Was empfehlen Sie einem Menschen, der ein Suchtproblem hat?

Es ist wichtig, sich einzugestehen, dass man ein Problem hat. Dies zu erkennen, ist der wichtigste und erste Schritt. Alleine ist es sehr schwer, wieder aus der Abhängigkeit hinauszukommen. Man sollte sich frühzeitig an seinen Hausarzt oder an eine Suchtberatungsstelle wenden und sich umfangreich über unterschiedliche Behandlungswege informieren. Es ist auch gut, sich vertrauten Personen aus dem sozialen Umfeld zu öffnen.
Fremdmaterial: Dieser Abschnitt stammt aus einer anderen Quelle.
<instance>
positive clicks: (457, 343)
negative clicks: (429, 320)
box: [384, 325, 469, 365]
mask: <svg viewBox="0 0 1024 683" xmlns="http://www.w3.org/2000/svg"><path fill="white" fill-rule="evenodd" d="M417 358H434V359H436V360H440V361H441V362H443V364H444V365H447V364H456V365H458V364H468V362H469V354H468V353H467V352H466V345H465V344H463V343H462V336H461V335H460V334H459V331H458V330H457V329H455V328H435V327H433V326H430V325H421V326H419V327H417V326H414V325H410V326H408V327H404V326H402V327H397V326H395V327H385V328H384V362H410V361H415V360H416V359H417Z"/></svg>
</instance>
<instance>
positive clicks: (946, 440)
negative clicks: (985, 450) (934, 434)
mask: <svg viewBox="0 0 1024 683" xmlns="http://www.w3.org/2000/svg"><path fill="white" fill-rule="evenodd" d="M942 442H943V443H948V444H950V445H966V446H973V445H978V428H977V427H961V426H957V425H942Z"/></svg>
Welche Patienten kommen zu Ihnen in die Rhein-Jura Klinik?

Zu uns kommen Menschen die unter einer Abhängigkeitserkrankung und einer zusätzlichen psychiatrischen Grunderkrankung leiden. Wir entgiften den Körper und behandeln dann direkt die psychiatrische Grunderkrankung. Es liegt also eine Doppeldiagnose vor. Dieses Vorgehen hat sich sehr gut bewährt. Die in der Regel Privat- oder Beihilfeversicherten Patienten bleiben je nach Umfang der Erkrankung zwischen wenigen Wochen und bis zu zwei Monaten bei uns in Behandlung.